Multiple Bar Chart: Much the same as the Stacked Bar Chart, but instead of being stacked the ‘subcategories’ are placed in two (or occasionally more) separate bars, paired so that they are touching. This is used when you want emphasize the difference between the categories; with the Stacked Bar Chart, it can be hard to compare the sizes of the subcategories, as the stacked (upper) category is not starting from a fixed point (it is starting from wherever the previous subcategory left off, which often varies). These are frequently used in the social sciences. The two categories most often paired off are male and female.

Tower Chart: A three dimensional bar chart, or a bar chart presented as if it is in a three dimensional space. This is usually done so that you can place related bar charts next to each other in the third dimension (one behind the other).
http://www.causeway.co.uk/tutorial/rainpro/tutor/apl2000/chtower.htm has a nice picture.

Gantt chart: A bar graph in which the bars are not attached either edge – originally, and usually, used for representing when events take place in time.


       Eat Lunch -- Node -- Snack -- Sleep 
12:00 |               X
1:00  |   X
2:00  |   X
3:00  |               X
4:00  |               X             
5:00  |               X
6:00  |               X
7:00  |               X      X
8:00  |               X
9:00  |               X
10:00 |               X
11:00 |               X
12:00 |               X
1:00  |                      X
2:00  |                               X
3:00  |                               X
-----------------------------------------------


You might also want to check out the closely related Pie chart, which is good at emphasizing/comparing differences in frequency; Line graph, the most familiar of the graphs; and Table, for when a graph just isn’t needed.
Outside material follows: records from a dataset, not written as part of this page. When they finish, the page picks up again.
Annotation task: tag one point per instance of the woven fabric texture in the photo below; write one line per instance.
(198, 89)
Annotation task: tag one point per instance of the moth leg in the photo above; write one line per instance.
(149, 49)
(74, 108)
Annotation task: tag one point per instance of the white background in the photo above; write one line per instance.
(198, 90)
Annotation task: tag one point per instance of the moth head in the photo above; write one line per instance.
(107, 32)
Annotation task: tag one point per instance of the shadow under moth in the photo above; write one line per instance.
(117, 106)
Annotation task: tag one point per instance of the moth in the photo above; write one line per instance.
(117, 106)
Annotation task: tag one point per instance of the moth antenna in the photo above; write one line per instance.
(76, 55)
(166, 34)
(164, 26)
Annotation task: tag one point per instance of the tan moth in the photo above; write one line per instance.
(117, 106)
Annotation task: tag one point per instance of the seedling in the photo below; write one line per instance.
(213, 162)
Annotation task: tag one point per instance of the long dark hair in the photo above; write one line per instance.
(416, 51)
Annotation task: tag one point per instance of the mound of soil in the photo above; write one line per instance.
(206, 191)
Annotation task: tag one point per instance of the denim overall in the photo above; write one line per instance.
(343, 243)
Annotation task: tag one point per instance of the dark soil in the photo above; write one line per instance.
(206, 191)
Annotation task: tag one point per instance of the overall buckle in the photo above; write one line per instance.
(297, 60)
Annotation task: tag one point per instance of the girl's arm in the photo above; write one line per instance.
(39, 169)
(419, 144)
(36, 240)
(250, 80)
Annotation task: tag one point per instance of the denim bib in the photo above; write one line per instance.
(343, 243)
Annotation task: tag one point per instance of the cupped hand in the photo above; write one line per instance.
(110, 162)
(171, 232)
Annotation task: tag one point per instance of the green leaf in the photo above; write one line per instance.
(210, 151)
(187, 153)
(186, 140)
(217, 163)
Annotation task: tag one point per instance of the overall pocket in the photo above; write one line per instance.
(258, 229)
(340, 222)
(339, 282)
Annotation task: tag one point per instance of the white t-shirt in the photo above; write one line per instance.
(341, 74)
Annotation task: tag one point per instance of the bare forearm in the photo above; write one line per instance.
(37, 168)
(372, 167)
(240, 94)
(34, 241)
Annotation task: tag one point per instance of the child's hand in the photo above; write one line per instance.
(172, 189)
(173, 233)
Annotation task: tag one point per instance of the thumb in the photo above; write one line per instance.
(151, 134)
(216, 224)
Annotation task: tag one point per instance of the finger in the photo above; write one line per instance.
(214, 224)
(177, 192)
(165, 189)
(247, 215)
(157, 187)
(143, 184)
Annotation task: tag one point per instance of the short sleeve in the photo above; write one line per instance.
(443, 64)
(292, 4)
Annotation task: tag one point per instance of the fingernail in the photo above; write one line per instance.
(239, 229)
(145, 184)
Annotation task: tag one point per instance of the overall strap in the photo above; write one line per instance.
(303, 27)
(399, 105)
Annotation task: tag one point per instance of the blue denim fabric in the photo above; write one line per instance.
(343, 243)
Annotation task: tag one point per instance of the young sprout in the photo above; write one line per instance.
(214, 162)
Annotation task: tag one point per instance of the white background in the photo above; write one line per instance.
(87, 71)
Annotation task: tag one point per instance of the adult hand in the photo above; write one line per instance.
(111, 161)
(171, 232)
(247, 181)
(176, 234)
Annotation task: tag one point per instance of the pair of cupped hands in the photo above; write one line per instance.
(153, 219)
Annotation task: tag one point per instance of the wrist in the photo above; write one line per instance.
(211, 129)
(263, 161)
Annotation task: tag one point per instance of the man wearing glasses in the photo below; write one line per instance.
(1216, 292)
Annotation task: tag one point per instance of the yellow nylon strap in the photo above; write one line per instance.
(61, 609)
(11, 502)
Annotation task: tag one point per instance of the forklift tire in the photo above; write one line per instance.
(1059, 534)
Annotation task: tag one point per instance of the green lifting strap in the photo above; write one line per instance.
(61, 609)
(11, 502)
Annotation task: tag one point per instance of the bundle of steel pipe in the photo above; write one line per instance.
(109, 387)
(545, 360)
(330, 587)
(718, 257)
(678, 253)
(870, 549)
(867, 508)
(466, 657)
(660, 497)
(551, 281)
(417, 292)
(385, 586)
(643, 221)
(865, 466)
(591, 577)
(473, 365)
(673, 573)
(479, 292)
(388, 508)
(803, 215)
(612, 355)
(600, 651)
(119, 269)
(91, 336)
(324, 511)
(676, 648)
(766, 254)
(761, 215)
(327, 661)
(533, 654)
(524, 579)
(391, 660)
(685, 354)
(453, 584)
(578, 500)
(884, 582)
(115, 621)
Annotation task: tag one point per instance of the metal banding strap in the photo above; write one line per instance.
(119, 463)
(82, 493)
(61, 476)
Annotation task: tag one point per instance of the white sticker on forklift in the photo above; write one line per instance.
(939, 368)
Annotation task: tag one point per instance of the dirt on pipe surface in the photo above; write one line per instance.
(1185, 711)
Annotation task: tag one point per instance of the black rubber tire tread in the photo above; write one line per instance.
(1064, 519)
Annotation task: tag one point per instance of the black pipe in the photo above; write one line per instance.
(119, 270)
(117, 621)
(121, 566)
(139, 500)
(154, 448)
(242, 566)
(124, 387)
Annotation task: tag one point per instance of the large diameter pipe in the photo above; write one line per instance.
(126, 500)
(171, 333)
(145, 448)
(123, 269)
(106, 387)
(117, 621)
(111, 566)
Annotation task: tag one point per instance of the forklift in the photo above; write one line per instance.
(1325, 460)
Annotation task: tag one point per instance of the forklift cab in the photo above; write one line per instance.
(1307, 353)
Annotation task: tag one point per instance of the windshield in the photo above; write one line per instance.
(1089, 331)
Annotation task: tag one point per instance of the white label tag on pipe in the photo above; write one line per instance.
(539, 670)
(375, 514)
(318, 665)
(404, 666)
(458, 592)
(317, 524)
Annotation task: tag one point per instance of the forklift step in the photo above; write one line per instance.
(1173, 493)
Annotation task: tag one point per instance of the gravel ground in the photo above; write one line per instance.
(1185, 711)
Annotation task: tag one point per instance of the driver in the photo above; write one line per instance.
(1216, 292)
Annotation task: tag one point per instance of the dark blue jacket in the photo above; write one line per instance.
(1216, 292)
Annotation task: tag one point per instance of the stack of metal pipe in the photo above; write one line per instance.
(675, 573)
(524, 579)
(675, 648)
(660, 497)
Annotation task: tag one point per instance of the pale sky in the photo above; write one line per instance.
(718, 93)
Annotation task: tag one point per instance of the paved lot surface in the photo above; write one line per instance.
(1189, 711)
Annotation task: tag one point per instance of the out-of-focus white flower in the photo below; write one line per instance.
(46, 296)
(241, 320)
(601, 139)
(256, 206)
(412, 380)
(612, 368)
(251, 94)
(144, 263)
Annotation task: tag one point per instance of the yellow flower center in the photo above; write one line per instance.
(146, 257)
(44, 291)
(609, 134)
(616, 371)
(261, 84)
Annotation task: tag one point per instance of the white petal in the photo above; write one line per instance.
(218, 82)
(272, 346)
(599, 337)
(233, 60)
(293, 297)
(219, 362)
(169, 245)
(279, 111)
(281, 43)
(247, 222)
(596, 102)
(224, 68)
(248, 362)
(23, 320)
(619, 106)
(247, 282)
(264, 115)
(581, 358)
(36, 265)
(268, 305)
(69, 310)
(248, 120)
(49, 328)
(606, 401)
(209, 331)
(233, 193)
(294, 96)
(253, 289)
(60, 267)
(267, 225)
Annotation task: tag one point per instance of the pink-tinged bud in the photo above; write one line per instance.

Note: you’ll notice that I’m not systematic in my usage of the terms ‘bar chart’ and ‘bar graph’. This is because I have been attempting to use the term that is used most frequently (I’m using Google searches to determine this). I have no idea why it is ‘Bar Graph’ but ‘Multiple Bar Chart’ – but it is. Admittedly ‘Multiple Bar Chart’ beat out ‘Multiple Bar Graph’ by only a small amount, but it’s my node, and I’ll be pedantic if I want to.